LAI #126: From Bard’s Failed Demo to 650 Million Users

Google’s full AI arc, plus world models, LeCun’s semantic tube prediction, entropy in LLMs, and Apple’s attention-to-Mamba bridge.

Good morning, AI enthusiasts!

This week, we trace how Google moved from a research lead to a product stumble to a distribution-powered comeback. We also cover why letting your agent call tools without validating the arguments first is one of the fastest ways to break things in production.

Also in the issue:

  • World models and how they differ from transformers: predicting the next environmental state instead of the next token.
  • LeCun’s new paper based on the idea that coherent sentences trace geodesics on a semantic manifold, not random token walks.
  • An AI SRE agent that monitors production logs without predefined thresholds by filtering out 99% of noise before the model ever sees it.
  • Apple’s solution for converting trained transformers into Mamba SSMs without rebuilding from scratch.
  • Entropy explained from Shannon’s wartime research all the way to why temperature works the way it does in LLMs.

Let’s get into it!

What’s AI Weekly

This week, in What’s AI, I trace Google’s entire trajectory in the AI race. They introduced the Transformer, the architecture behind most frontier LLMs. Then OpenAI turned that research lineage into the consumer product moment Google missed. So they rushed out, and two months after ChatGPT’s release, they launched their chatbot Bard, but in its very first public demo, it got a basic fact wrong about the James Webb Space Telescope. But fast forward to today, April 2026. Gemini has 750 million monthly active users. Apple chose Gemini to power the next generation of Siri. Salesforce CEO publicly said he switched from ChatGPT to Gemini and is “not going back.” In this article, I will go through this entire journey from the ChatGPT shock to the first Gemini model to the acceleration. Read the full article here, or if you want to watch the video version of this article, find it here.

AI Tip of the Day

If an agent sends the wrong arguments to a tool, the risk is higher than with other LLM systems: it can refund the wrong order, email the wrong customer, update the wrong record, or run a database action without the necessary constraints.

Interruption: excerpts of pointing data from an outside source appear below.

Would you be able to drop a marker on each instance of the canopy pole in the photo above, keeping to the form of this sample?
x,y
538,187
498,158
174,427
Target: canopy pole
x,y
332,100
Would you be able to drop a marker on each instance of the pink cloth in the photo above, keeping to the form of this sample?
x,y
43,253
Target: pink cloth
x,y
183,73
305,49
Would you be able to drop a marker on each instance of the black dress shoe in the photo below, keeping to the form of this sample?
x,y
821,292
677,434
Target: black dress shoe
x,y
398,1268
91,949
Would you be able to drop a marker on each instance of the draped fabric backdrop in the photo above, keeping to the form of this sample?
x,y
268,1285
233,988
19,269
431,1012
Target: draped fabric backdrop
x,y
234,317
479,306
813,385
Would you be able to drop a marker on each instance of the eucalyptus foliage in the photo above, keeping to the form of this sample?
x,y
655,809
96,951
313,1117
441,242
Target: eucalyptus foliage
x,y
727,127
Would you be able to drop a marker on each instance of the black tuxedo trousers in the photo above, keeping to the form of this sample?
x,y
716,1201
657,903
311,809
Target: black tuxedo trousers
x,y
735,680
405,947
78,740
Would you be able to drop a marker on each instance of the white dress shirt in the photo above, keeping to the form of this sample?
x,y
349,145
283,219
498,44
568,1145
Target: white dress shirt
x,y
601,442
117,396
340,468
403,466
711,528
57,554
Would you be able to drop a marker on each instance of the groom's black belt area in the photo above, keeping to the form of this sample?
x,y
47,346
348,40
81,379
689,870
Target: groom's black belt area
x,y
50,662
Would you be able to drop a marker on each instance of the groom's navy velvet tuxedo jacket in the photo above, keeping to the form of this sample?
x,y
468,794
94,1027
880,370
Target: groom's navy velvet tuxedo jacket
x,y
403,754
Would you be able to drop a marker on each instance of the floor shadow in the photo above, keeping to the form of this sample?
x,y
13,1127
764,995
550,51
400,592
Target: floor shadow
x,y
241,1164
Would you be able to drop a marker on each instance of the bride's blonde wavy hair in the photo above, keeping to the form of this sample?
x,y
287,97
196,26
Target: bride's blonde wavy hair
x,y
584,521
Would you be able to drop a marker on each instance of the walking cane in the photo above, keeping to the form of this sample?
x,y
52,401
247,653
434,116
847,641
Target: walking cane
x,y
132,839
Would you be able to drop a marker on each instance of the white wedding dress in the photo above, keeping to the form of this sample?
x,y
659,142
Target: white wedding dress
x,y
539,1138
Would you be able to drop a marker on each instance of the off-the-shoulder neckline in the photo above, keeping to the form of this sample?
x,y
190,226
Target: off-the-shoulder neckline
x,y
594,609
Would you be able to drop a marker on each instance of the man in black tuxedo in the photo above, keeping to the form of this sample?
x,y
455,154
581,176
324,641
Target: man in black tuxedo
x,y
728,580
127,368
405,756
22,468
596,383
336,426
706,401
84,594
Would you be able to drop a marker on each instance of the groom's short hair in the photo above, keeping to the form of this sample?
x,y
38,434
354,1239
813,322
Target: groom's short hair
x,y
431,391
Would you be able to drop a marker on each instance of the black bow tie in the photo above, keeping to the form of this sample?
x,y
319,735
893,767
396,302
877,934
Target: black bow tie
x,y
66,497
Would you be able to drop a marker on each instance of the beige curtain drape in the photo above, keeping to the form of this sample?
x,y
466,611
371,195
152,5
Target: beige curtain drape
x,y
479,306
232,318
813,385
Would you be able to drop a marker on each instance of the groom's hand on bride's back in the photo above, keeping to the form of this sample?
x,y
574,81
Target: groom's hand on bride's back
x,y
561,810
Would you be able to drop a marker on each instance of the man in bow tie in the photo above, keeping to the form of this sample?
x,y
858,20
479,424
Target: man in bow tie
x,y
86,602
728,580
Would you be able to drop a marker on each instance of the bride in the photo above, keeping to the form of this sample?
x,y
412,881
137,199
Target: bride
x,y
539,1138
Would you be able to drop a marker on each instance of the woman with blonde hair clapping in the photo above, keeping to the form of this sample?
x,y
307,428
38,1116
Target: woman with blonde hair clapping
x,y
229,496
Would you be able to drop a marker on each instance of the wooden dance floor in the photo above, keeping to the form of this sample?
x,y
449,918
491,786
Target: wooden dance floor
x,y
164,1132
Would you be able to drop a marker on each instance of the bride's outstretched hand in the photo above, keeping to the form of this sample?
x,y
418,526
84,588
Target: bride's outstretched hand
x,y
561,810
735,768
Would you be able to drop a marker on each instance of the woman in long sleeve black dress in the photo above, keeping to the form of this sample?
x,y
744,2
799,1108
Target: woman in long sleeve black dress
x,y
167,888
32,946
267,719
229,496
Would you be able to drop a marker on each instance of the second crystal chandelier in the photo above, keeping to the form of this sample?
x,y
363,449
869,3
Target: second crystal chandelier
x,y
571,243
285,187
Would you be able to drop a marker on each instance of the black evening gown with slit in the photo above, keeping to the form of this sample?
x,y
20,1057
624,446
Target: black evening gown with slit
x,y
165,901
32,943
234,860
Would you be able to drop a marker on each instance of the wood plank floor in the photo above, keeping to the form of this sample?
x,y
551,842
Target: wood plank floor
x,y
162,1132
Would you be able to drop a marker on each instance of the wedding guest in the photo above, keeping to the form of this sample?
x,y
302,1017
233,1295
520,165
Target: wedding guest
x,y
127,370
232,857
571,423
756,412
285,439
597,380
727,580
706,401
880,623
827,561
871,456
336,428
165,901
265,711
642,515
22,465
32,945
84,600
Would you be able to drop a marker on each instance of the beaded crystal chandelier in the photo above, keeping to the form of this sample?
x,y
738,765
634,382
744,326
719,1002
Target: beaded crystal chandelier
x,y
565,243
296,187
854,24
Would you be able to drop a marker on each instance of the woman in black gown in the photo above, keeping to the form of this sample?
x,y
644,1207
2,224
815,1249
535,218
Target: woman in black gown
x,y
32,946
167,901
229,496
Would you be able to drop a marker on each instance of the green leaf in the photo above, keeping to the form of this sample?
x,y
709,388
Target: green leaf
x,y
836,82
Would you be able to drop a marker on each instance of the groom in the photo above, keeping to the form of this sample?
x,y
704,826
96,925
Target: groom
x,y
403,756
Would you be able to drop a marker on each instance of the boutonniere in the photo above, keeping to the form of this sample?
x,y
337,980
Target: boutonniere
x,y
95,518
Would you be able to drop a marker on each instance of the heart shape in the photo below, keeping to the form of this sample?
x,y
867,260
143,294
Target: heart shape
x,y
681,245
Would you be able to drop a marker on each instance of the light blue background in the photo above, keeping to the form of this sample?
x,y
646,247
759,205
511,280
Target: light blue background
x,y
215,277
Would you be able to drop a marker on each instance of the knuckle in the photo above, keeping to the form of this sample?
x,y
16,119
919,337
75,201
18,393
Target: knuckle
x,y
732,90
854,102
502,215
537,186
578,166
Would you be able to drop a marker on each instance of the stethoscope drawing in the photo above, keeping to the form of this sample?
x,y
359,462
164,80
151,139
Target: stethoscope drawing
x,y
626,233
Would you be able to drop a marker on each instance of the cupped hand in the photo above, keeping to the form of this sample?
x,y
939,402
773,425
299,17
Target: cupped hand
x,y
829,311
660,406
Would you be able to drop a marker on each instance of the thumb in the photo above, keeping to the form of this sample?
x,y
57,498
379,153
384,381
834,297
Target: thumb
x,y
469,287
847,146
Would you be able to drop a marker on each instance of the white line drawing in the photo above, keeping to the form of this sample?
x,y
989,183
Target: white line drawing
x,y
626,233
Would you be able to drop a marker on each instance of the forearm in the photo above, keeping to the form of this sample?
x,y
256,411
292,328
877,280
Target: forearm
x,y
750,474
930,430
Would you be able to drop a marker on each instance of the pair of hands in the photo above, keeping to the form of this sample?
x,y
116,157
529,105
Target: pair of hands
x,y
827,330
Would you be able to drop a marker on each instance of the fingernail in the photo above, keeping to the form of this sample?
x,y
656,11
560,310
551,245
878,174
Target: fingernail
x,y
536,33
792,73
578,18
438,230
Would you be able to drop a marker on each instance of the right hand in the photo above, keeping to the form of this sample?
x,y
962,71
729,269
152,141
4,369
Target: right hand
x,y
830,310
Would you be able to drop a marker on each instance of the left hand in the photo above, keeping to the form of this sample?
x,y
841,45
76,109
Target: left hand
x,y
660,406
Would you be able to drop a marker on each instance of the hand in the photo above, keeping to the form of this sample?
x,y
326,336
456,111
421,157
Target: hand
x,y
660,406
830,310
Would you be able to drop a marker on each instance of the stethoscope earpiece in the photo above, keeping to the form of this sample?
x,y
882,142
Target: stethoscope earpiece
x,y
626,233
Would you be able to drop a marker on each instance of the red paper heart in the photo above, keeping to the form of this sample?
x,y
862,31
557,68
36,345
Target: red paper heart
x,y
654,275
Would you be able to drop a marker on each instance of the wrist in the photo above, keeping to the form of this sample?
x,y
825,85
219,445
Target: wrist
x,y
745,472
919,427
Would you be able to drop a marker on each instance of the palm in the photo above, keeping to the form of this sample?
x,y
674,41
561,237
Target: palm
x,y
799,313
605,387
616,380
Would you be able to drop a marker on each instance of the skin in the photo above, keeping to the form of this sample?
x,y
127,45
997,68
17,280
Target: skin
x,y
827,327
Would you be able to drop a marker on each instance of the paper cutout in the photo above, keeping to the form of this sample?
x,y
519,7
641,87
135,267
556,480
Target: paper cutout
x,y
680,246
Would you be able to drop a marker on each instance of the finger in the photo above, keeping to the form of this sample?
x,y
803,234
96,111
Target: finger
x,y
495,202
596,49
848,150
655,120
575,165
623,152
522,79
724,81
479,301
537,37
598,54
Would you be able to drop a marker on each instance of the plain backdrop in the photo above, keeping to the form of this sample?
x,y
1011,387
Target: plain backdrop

To avoid this, treat tool arguments like normal backend inputs. Validate IDs, permissions, account state, allowed ranges, required fields, and irreversible actions before execution. The model can decide which tool to call, but your application should decide whether to allow that call. This keeps the agent useful without making it the authority layer for your product.

If you’re building LLM applications and want to learn more about tool use, agents, guardrails, and production architecture, and how to make these decisions for any scale, we cover this in our 10-hour LLM Fundamental course.

— Louis-François Bouchard, Towards AI Co-founder & Head of Community

Learn AI Together Community Section!

Featured Community post from the Discord

Iampoppyxx has built KVBoost, which allows you to reuse chunk-level KV cache for HuggingFace inference. The kernel implements tiled FlashAttention-2 with online softmax, reducing HBM memory traffic from O(N²) to O(N) during KV encoding. It is applied automatically to every attention module inside the loaded model, no code changes needed. Check it out on GitHub and support a fellow community member. If you have any thoughts on how to improve it, share them in the thread!

Collaboration Opportunities

The Learn AI Together Discord has several fresh collaboration threads this week. If you are excited to dive into applied AI, want a study partner, or even want to find a partner for your passion project, join the collaboration channel! Keep an eye on this section, too — we share cool opportunities every week!

1. Harry03418 is building a production-level automation system using n8n and wants to connect with other builders who want to exchange ideas. If this sounds interesting, connect with him in the thread!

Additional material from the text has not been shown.